Momentum ini sesungguhnya adalah peluang emas bagi DPR untuk melakukan transformasi yang lebih fundamental. Bukan hanya soal pemangkasan anggaran, tetapi juga peningkatan kualitas kinerja, transparansi proses legislasi, dan keterbukaan terhadap partisipasi publik. DPR bisa menggunakan momentum ini untuk membangun sistem parlemen yang lebih modern, akuntabel, dan responsif terhadap kebutuhan zaman.
Dalam konteks yang lebih luas, respons DPR terhadap tuntutan 17+8 ini juga mencerminkan dinamika demokrasi Indonesia yang semakin matang. Masyarakat tidak lagi pasif menerima kebijakan yang tidak sesuai dengan aspirasi mereka.
Mereka memiliki kemampuan untuk mengorganisir diri, merumuskan tuntutan yang sistematis, dan menekan institusi-institusi politik untuk lebih responsif.
Langkah selanjutnya yang perlu diperhatikan adalah implementasi konsisten dari keputusan-keputusan yang telah diambil. Masyarakat akan terus mengawasi apakah komitmen yang diucapkan akan diterjemahkan dalam tindakan nyata.
Transparansi dalam pelaporan penghematan anggaran, konsistensi dalam penerapan moratorium kunjungan kerja, dan keterbukaan dalam proses pengambilan keputusan akan menjadi indikator penting keberhasilan inisiatif ini.
Momentum 17+8 juga membuka ruang untuk dialog yang lebih konstruktif antara parlemen dan masyarakat. Alih-alih melihat tuntutan sebagai ancaman, DPR bisa memanfaatkannya sebagai masukan berharga untuk perbaikan internal. Keterlibatan masyarakat yang lebih aktif dalam proses legislasi dan pengawasan parlemen justru akan memperkuat legitimasi demokrasi.
Ke depan, keberlanjutan momentum ini akan sangat bergantung pada komitmen politik jangka panjang dari seluruh stakeholder. DPR tidak bisa berhenti pada langkah-langkah simbolis semata, tetapi harus melanjutkan dengan reformasi yang lebih substantif. Sementara itu, masyarakat juga perlu mempertahankan energi kontrol sosial sambil memberikan ruang bagi parlemen untuk berproses dan berbenah.
Yang paling penting adalah menjaga agar momentum ini tidak berhenti sebagai euforia sesaat, tetapi menjadi katalis bagi transformasi sistem politik yang lebih demokratis dan berkeadilan. Pemangkasan tunjangan DPR hanyalah langkah awal dari perjalanan panjang menuju parlemen yang benar-benar mewakili dan berpihak kepada rakyat.
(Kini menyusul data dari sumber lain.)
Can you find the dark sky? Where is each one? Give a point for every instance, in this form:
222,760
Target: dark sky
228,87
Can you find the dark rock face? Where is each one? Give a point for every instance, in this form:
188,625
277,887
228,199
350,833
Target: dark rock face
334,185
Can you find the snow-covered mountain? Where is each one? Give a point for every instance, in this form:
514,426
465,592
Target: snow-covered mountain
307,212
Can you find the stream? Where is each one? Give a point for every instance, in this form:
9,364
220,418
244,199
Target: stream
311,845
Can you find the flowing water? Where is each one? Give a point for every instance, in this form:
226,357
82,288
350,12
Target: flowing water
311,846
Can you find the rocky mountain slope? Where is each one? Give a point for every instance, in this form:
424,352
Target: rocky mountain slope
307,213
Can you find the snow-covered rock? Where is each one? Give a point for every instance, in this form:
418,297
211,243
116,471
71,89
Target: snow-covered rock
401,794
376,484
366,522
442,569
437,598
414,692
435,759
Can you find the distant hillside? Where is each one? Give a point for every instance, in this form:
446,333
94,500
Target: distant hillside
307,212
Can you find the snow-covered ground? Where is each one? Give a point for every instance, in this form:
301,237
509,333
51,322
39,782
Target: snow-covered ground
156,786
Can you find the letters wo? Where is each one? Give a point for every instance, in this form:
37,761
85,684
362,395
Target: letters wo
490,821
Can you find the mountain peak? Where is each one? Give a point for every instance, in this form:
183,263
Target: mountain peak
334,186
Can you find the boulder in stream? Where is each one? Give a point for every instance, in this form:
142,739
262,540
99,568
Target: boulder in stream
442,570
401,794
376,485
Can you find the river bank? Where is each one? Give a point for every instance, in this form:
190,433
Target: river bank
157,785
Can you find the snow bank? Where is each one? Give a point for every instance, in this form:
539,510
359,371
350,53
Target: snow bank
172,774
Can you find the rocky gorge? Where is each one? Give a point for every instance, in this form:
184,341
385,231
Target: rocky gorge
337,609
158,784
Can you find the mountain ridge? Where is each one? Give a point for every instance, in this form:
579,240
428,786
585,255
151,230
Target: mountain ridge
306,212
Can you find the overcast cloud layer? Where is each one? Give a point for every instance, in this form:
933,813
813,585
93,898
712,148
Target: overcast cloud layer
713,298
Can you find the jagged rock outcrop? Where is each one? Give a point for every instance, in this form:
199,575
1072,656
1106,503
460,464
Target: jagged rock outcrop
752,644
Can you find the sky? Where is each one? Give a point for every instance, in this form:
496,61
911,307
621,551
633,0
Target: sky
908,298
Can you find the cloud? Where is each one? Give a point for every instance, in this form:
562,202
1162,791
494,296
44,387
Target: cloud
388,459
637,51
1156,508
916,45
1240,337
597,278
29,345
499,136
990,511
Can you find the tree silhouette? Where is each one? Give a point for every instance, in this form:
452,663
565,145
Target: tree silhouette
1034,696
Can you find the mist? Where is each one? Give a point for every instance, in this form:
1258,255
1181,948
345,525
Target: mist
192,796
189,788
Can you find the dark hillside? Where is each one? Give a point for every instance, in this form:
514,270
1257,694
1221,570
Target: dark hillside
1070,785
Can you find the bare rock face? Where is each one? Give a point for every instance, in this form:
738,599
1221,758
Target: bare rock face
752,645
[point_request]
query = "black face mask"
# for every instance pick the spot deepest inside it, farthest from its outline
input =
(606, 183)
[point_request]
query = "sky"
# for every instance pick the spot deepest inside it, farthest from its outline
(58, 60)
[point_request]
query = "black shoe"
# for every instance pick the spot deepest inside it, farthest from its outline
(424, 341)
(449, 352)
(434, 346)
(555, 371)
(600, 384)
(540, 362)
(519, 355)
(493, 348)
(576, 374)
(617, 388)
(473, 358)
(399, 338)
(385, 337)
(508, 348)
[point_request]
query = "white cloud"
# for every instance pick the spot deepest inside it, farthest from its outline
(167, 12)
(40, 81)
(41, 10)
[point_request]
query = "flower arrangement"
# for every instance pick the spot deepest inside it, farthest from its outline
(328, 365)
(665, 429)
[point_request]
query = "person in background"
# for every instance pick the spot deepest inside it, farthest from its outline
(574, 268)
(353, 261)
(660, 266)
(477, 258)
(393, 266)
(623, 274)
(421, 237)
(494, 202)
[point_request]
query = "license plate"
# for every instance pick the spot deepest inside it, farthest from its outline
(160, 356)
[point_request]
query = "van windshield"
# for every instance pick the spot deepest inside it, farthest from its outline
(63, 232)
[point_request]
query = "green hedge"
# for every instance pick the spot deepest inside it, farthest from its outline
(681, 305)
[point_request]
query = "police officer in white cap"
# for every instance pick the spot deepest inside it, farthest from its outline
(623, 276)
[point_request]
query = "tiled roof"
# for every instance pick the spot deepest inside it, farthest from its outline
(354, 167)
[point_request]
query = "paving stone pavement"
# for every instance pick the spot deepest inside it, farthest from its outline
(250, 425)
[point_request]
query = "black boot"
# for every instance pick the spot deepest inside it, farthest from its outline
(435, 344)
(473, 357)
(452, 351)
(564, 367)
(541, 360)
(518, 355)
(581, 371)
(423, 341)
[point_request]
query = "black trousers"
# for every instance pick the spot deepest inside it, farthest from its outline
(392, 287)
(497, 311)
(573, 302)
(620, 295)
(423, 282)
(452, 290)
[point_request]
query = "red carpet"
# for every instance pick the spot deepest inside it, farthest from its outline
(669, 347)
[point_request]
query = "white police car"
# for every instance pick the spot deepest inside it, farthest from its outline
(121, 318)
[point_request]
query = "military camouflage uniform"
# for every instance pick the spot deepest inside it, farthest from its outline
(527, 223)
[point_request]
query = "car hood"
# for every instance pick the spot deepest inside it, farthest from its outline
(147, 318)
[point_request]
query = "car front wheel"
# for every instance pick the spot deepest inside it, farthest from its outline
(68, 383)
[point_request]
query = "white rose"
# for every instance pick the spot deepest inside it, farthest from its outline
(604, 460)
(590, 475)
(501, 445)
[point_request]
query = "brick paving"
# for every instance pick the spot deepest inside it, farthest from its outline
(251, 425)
Harapan bukanlah hampa; ia adalah pekerjaan kolektif. Jika langkah-langkah awal ini dilanjutkan dengan transparansi, audit, dan perbaikan hukum, maka gerakan rakyat 17+8 bisa berubah dari amukan menjadi arsitektur perbaikan.
Namun jika tidak, kita hanya menyaksikan ulang ritual politik yang cepat berlalu. Pilihan ada di tangan kita bersama untuk menjadi saksi pasif atau warga yang terus menagih janji demi masa depan yang lebih adil.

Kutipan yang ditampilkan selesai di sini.